“Yes, that’s so. Anyways, I shall draw it.”
“Then why ain’t you watching?”
“There’s nothing to watch that I knows on—not just now.”
“Then why should I pay you for it? I’m to pay you for ringing these trees, ain’t I?”
“Certainly, Mr. Heathcote.”
“Then you’re to make double use of your time, and sell it twice over, are you? Don’t try to look like a fool, as though you didn’t understand. You know that what you’re doing isn’t honest.”
“Nobody ever said as I wasn’t honest before.”
“I tell you so now. You’re robbing me of the time you’ve sold to me, and for which I’m to pay you.”
“There ain’t nothing to watch while the wind’s as it is now, and that chap ain’t any where about to-night.”
“What chap?”
“Oh, I know. I’m all right. What’s the use of dawdling about up there in the broad moonlight, and the wind like this?”
“That’s for me to judge. If you engage to do my work and take my money, you’re swindling me when you go about another job as you are now.

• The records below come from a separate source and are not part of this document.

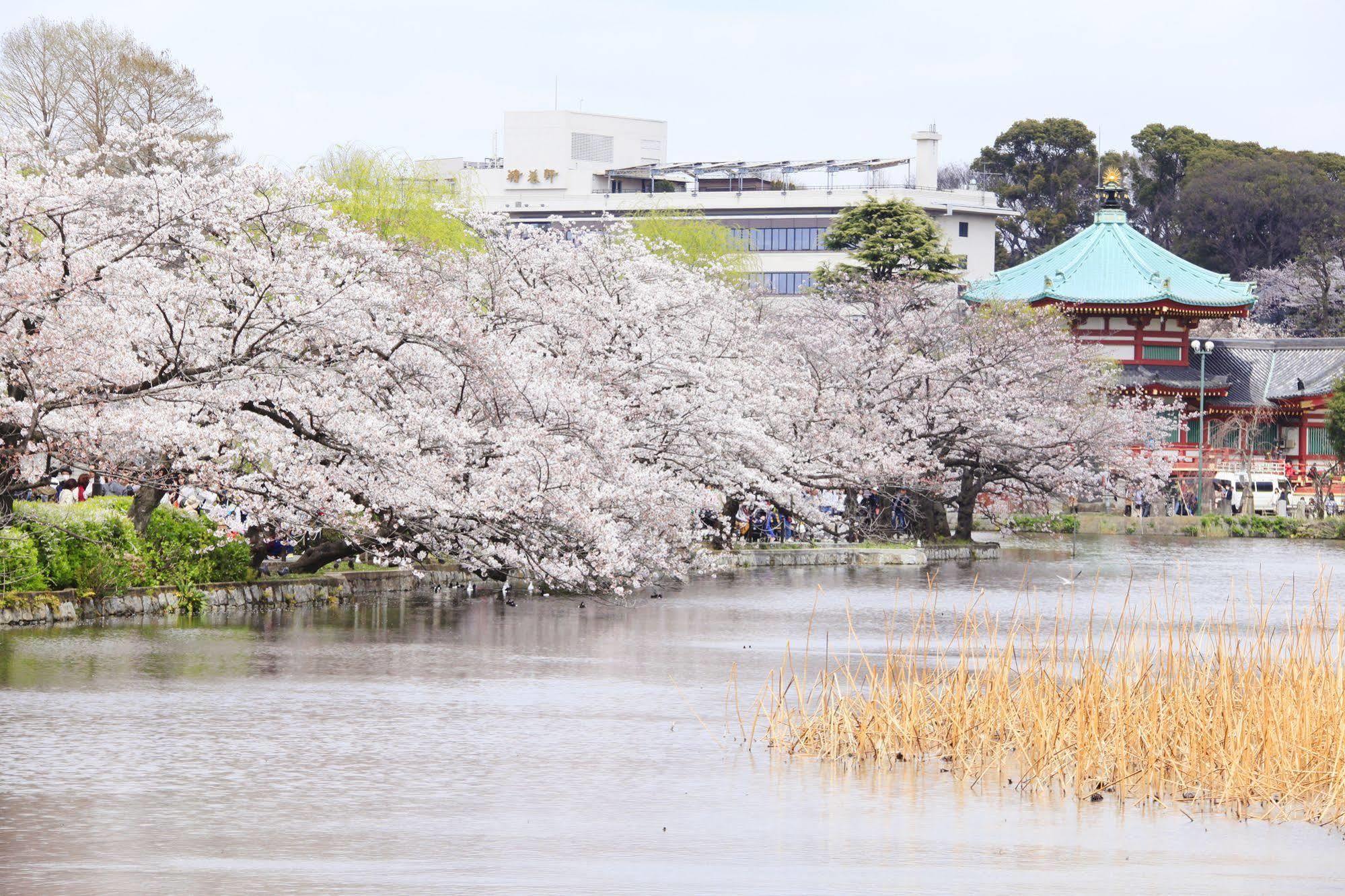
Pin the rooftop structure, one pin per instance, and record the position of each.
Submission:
(1113, 268)
(581, 166)
(1122, 291)
(1140, 303)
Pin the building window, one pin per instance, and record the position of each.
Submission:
(591, 147)
(1173, 420)
(1319, 443)
(1265, 438)
(1161, 353)
(782, 239)
(782, 283)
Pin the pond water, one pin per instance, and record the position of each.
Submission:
(439, 745)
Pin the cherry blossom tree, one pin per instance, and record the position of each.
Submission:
(549, 404)
(918, 392)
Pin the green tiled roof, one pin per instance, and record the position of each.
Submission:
(1112, 263)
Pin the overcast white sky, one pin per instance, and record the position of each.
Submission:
(747, 80)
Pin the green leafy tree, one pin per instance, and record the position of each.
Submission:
(1163, 157)
(889, 239)
(1046, 172)
(388, 194)
(1336, 419)
(1256, 211)
(690, 239)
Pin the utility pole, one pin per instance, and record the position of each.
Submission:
(1202, 350)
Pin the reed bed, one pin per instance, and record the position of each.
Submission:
(1243, 711)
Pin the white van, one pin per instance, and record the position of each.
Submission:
(1264, 488)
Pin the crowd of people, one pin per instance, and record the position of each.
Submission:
(65, 488)
(759, 520)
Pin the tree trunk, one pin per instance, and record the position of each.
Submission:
(143, 507)
(930, 517)
(968, 494)
(322, 554)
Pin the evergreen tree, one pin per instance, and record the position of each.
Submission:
(889, 239)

You needn’t scratch your head. You understand it all as well as I do.”
“I never was told I swindled before, and I ain’t a-going to put up with it. You may ring your own trees, and watch your own fences, and the whole place may be burned for me. I ain’t a-going to do another turn in Gangoil. Swindle, indeed!” So Boscobel shouldered his axe, and marched off through the forest, visible in the moonlight till the trees hid him.
There was another enemy made! He had never felt quite sure of this man, but had been glad to have him about the place as being thoroughly efficient in his own business. It was only during the last ten days that he had agreed to pay him for night-watching, leaving the man to do as much additional day-work as he pleased—for which, of course, he would be paid at the regular contract price. There was a double purpose intended in this watching—as was well understood by all the hands employed: first, that of preventing incendiary fire by the mere presence of the watchers; and secondly, that of being at hand to extinguish fire in case of need. Now a man ringing trees five or six miles away from the beat on which he was stationed could not serve either of these purposes. Boscobel therefore had been fraudulently at work for his own dishonest purposes, and knew well that his employment was of that nature. All this was quite clear to Heathcote; and it was clear to him, also, that when he detected fraud he was bound to expose it. Had the man acknowledged his fault and been submissive, there would have been an end of the matter. Heathcote would have said no word about it to any one, and would not have stopped a farthing from the week’s unearned wages. That he had to encounter a certain amount of ill usage from the rough men about him, and to forgive it, he could understand; but it could not be his duty, either as a man or a master, to pass over dishonesty without noticing it. No; that he would not do, though Gangoil should burn from end to end. He did not much mind being robbed. He knew that to a certain extent he must endure to be cheated. He would endure it. But he would never teach his men to think that he passed over such matters because he was afraid of them, or that dishonesty on their part was indifferent to him.